Die Grundstücke sind in einem Bebauungsplan Nr. als reines Wohngebiet mit eingeschossiger offener Bauweise ausgewiesen. Nach § 3 der textlichen Planfestsetzungen ist die Oberkante des Erdgeschoßfußbodens auf maximal 0,6 m über Bürgersteiganschlußhöhe der nächstliegenden Verkehrsfläche festgesetzt (§ 9 Abs. 2 BauGB). Die Grundstücke fallen nach Westen und Süden leicht ab, so daß das Gelände der Beigeladenen tiefer liegt als das des Klägers.

3.

Am 11. Juni 1987 genehmigte die Beklagte den Beigeladenen ihr neues Einfamilienhaus mit einer 9 m langen Grenzgarage an der Südostecke des Neubaus. Das Garagendach wurde in das Dach des Wohnhauses so einbezogen, daß es die Neigung von 30C aufnimmt und bis zur Grundstücksgrenze des Klägers fortführt. Dort soll die Garage eine Höhe von 2 m einhalten, die im Grenzabstand von 3 m auf 3,70 m ansteigt. Der rückwärtige Teil der Garage mit einem genehmigten Abstellraum ist mit einem 3 m hohen Satteldach genehmigt, dessen First bis auf 2,15 m an die Grundstücksgrenze heranreicht. Die Erdgeschoßdecke soll 61,40 m über NN liegen. Diesem Vorhaben stimmte der Kläger am 23. April 1987 gemäß § 12 Abs. 3 NBauO schriftlich zu.

4.

Abweichend hiervon wurde die Grenzgarage an der Grenze um 54 cm und mit dem Dachfirst um 68 cm zu hoch errichtet. Das wurde zunächst mit einer Verfügung der Beklagten vom 9. Juni 1988 in der Weise beanstandet, daß ein Rückbau der Garagenhöhe auf 2 m an der Grenze angeordnet wurde. Auf einen Widerspruch der Beigeladenen hob die Beklagte diese Anordnung mit Bescheid vom 16. Juni 1989 wieder auf, weil die Überhöhung der umstrittenen Garage als geringfügig anzusehen sei, zumal eine Aufschüttung bzw. Pflasterung des Grundstücks des Klägers zu berücksichtigen sei.

5.

Die eigene Garage des Klägers steht in der Nordwestecke seines Grundstücks mit einer Länge von 7,70 m ebenfalls an der gemeinsamen Grenze, aber mit einer wesentlich kürzeren Zufahrt von Osten, so daß beide Garagen der Beteiligten ca. 3 m auseinanderstehen. Ostwärts neben der streitigen Garage der Beigeladenen liegt jenseits eines 3 m breiten Rasenstreifens eine Südterrasse und ein westliches Wohnraumfenster des Klägers.
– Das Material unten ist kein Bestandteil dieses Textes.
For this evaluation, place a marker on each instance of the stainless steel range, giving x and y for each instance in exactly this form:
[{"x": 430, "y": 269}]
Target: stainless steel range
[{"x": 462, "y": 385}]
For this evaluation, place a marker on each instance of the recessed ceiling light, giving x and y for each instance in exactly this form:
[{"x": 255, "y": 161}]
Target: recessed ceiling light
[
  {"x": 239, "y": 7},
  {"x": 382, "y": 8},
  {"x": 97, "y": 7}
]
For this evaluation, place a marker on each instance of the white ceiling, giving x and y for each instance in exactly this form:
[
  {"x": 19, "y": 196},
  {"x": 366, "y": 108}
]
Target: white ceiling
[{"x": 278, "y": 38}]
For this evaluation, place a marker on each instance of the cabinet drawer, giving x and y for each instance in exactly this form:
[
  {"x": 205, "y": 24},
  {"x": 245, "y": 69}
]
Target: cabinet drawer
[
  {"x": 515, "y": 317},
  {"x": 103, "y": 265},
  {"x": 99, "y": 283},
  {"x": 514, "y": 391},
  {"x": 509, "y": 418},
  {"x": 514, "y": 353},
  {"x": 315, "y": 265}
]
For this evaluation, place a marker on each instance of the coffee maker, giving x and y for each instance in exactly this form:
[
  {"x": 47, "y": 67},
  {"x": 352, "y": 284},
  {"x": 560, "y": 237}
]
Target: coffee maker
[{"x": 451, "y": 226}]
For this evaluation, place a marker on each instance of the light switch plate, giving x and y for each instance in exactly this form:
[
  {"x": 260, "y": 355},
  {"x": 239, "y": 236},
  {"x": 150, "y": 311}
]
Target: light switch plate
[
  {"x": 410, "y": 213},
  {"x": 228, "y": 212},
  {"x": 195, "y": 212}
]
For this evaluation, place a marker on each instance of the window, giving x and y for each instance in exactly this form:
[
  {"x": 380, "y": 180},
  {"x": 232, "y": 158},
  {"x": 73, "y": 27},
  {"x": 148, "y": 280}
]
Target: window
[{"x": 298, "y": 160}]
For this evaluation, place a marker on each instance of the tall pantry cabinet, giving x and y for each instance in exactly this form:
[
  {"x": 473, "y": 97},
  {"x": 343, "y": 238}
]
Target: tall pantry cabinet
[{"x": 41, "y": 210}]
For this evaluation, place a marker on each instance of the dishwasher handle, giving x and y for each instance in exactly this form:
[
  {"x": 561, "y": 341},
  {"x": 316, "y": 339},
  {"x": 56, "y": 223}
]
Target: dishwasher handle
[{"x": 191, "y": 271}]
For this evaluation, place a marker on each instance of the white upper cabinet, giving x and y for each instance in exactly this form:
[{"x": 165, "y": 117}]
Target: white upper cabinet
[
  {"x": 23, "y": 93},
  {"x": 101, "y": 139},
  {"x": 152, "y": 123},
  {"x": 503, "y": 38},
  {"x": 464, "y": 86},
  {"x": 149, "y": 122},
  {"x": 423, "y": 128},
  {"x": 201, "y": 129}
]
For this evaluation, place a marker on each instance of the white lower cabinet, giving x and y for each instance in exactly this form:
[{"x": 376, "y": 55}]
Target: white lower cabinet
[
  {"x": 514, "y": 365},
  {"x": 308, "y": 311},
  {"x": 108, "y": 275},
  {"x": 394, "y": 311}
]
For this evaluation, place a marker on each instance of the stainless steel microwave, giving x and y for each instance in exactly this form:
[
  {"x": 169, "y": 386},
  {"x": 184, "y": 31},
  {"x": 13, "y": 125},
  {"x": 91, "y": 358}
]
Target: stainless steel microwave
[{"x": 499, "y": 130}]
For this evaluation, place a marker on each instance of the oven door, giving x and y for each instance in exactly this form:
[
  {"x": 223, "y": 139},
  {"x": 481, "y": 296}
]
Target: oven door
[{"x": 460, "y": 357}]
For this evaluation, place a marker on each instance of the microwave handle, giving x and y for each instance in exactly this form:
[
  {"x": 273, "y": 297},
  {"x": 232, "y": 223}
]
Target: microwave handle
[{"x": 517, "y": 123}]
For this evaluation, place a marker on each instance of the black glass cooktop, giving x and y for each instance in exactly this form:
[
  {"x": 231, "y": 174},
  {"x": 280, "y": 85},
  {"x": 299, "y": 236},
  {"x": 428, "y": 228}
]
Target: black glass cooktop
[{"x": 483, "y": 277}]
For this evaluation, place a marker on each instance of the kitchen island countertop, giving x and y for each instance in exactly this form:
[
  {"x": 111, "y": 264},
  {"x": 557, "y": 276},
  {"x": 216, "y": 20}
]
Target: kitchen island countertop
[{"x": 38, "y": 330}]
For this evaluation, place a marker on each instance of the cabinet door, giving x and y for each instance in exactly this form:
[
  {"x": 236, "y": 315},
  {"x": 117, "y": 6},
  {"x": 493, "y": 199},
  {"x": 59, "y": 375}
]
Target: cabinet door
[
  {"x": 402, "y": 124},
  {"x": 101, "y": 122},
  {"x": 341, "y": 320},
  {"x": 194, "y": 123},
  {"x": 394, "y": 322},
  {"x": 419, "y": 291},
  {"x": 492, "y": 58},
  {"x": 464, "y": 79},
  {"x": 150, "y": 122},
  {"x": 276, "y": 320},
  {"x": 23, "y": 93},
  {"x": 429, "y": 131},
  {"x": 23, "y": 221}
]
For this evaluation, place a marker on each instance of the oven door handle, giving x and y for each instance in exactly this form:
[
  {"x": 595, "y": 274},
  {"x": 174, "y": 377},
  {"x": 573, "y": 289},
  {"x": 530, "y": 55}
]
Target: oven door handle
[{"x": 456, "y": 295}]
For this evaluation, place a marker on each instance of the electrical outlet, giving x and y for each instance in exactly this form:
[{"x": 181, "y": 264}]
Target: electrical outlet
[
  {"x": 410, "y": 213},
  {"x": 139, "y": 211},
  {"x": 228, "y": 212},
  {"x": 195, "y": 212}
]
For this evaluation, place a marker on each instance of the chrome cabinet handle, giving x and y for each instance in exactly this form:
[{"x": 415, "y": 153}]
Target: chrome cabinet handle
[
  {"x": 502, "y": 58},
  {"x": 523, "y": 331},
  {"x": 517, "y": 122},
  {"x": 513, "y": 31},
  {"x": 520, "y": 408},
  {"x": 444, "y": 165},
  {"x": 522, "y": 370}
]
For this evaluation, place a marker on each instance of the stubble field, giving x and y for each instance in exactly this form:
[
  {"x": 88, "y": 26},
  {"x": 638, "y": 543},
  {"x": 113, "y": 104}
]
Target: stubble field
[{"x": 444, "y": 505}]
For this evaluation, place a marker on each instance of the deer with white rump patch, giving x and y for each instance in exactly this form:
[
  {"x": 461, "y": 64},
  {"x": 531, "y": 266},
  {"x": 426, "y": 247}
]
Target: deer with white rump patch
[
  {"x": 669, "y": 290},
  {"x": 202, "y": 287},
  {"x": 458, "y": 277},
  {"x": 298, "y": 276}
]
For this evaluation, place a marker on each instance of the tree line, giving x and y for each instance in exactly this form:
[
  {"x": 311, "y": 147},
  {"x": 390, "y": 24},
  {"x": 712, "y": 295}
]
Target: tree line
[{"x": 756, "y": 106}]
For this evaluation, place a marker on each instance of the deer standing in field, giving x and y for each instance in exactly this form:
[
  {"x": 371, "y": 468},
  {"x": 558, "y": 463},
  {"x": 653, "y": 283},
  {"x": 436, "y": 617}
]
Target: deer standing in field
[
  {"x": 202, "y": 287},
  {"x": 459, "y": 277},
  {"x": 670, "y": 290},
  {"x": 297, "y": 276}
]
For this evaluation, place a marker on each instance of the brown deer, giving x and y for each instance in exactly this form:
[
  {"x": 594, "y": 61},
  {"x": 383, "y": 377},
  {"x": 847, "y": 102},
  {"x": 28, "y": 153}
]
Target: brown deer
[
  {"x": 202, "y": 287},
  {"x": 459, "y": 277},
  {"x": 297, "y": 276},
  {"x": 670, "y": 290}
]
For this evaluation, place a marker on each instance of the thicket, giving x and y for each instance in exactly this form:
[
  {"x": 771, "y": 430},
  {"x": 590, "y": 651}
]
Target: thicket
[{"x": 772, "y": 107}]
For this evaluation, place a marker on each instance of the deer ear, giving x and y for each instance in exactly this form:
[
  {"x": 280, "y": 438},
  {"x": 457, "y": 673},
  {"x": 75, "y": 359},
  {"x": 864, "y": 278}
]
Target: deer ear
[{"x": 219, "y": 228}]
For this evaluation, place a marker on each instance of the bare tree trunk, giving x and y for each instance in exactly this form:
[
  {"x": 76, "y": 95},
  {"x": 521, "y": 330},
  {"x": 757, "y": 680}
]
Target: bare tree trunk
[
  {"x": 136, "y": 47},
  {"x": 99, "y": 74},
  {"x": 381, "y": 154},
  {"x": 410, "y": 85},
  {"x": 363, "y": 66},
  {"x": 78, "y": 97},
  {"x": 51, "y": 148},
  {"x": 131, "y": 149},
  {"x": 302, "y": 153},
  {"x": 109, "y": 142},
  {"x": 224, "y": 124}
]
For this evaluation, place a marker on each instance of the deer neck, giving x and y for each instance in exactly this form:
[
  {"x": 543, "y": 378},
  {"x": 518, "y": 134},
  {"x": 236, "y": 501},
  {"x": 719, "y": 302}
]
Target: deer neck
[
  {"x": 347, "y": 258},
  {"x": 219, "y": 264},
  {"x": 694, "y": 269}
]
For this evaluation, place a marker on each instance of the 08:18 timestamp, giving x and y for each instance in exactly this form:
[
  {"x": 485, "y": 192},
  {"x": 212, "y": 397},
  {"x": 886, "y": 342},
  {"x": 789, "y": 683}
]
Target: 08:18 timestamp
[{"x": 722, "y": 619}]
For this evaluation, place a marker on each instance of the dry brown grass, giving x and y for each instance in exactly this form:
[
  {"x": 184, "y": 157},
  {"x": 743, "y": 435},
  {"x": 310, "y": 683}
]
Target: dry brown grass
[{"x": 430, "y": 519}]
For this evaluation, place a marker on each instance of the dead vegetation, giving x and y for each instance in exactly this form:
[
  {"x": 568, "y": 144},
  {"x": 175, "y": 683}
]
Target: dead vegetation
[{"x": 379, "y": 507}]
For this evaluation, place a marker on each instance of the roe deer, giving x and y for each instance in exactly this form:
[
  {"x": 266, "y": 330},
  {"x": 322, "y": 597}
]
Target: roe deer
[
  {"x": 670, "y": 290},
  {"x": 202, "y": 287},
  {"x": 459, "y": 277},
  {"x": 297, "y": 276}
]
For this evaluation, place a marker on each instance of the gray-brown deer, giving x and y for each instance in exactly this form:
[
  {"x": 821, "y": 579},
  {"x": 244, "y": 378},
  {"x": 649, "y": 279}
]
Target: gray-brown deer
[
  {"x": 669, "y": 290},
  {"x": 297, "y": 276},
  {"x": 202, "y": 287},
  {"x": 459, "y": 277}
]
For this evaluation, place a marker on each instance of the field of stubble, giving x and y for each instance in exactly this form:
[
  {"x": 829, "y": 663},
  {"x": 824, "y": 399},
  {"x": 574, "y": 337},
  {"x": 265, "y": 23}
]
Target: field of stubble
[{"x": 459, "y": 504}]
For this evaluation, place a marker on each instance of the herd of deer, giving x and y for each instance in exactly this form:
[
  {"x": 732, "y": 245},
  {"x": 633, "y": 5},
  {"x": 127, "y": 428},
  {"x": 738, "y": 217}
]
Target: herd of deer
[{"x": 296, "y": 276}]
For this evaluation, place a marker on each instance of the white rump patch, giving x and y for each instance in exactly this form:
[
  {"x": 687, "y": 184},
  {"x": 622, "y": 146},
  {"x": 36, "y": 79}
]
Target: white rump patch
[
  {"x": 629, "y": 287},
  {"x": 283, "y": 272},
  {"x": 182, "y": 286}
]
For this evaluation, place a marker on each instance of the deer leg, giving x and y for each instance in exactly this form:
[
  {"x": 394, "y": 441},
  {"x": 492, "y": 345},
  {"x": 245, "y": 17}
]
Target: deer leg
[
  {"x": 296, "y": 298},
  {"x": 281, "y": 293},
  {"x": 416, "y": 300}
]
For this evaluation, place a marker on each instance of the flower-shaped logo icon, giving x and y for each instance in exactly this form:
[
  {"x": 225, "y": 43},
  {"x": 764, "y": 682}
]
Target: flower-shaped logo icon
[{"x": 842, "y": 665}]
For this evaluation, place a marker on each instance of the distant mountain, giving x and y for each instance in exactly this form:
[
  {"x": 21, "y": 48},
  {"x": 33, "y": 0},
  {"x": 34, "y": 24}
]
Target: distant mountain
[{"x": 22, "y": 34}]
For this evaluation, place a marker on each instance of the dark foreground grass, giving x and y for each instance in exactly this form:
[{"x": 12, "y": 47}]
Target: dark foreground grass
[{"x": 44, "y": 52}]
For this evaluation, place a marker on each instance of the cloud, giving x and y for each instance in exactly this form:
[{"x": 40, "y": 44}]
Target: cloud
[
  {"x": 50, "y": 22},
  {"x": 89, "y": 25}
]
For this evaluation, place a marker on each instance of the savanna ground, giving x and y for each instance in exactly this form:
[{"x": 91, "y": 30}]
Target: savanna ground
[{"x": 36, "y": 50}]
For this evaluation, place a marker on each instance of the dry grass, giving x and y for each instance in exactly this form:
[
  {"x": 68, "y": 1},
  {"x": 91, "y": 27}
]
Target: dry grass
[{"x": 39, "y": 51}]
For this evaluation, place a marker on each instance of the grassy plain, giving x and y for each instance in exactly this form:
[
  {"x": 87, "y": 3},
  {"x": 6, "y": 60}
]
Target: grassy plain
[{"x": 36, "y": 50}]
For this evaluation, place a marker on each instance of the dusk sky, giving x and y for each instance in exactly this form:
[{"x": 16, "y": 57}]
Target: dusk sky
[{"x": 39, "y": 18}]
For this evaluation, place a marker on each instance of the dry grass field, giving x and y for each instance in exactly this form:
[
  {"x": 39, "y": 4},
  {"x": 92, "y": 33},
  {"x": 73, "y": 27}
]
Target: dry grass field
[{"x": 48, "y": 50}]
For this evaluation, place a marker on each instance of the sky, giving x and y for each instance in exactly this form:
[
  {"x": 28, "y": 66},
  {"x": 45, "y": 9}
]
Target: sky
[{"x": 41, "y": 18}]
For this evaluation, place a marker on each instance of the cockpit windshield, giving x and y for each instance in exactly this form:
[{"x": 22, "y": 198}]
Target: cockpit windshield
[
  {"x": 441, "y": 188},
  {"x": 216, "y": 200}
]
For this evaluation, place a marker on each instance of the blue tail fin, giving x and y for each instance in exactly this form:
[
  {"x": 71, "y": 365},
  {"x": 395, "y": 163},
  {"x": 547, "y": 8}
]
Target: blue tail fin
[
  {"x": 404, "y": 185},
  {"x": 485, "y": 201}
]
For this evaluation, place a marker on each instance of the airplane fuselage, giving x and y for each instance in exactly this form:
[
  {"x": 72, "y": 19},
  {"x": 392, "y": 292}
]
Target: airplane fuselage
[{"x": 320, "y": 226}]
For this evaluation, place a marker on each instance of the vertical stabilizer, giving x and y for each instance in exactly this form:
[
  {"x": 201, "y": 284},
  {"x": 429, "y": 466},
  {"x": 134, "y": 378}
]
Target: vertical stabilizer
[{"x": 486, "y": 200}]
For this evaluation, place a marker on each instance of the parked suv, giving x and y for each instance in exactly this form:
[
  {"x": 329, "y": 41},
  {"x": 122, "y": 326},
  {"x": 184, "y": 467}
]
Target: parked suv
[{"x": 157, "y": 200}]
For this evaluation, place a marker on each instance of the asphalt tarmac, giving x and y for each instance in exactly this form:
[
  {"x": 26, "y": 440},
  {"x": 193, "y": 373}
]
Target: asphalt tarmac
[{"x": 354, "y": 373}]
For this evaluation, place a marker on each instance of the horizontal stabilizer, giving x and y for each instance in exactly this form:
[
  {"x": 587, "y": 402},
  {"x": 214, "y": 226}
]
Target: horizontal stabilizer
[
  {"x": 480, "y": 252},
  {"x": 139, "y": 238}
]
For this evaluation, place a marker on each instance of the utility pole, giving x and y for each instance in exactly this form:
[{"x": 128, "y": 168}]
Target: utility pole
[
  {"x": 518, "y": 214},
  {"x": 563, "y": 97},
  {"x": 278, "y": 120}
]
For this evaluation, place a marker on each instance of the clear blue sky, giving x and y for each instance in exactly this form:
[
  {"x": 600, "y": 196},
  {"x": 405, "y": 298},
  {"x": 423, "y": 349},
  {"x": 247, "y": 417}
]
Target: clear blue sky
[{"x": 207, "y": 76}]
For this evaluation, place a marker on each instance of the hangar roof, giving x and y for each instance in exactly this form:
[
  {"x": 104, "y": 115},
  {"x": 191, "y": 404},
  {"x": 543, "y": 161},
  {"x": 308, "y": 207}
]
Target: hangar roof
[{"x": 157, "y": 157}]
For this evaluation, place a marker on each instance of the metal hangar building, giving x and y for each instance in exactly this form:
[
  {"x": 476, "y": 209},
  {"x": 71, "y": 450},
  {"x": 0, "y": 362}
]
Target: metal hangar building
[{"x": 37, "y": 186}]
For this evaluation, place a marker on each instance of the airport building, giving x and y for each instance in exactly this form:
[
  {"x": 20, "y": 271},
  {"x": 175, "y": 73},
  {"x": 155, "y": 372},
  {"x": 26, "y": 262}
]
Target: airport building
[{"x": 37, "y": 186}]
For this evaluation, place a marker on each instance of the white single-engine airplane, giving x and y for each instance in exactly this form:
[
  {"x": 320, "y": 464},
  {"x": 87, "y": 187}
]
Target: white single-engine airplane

Dessen vordere Grenzgarage wurde am 10. Juli 1987 mit einer Höhe bis zu 3,7 m an der Grenze genehmigt und von den Nachbarn nicht beanstandet. Nach einem Höhenaufmaß vom 18. Oktober 1988 soll die Garage der Beigeladenen mit ihrer Traufe an der Grenze 12 cm höher errichtet worden sein als die Garage des Klägers.

6.

Den gegen den Aufhebungsbescheid vom 16. Juni 1989 erhobenen Widerspruch des Klägers wies die Bezirksregierung Hannover mit Bescheid vom 2. Januar 1990 zurück, weil das begehrte Einschreiten gegen die benachbarte Garagenüberhöhung nicht beansprucht werden könne. Das etwas höhere Garagendach der Beigeladenen schränke lediglich an einigen Tagen im Frühjahr und Herbst die Abendsonne wenige Minuten ein, und der Kläger könne seine Terrasse entsprechend erhöhen. Beide Garagen seien gleichartig an die Grenze gebaut worden.

7.

Mit seiner fristgemäß erhobenen Klage hat der Kläger vorgetragen: Sein Grundstück sei nur 17 m breit und werde durch die zu hohe Garage im Westen spürbar beeinträchtigt. Auch nach einer inzwischen vorgenommenen Aufschüttung seines Grundstücks sei die Höhenüberschreitung der streitigen Garage bestehen geblieben. Weitere Aufschüttungen seien wegen seiner Kellerräume und Lichtschächte davon unvertretbar.

8.

Der Kläger hat beantragt,

den Bescheid der Beklagten vom 16. Juni 1989 und den Widerspruchsbescheid der Bezirksregierung Hannover vom 2. Januar 1990 aufzuheben.

9.

Die Beklagte hat beantragt,

die Klage abzuweisen.

10.

Sie hat die Gründe der angefochtenen Bescheide wiederholt.

11.

Die Beigeladenen haben ebenfalls beantragt,

die Klage abzuweisen.

12.

Sie haben vorgetragen: In ihrer Baugenehmigung sei lediglich die Höhe des Erdgeschoßfußbodens mit 61,40 m über NN festgelegt worden, nicht aber die Garagenhöhe im Grenzbereich. Vor allem aber würde eine zulässige 3 m hohe Grenzgarage mit Flachdach das Grundstück des Klägers stärker beschatten als das ausgeführte Vorhaben.

13.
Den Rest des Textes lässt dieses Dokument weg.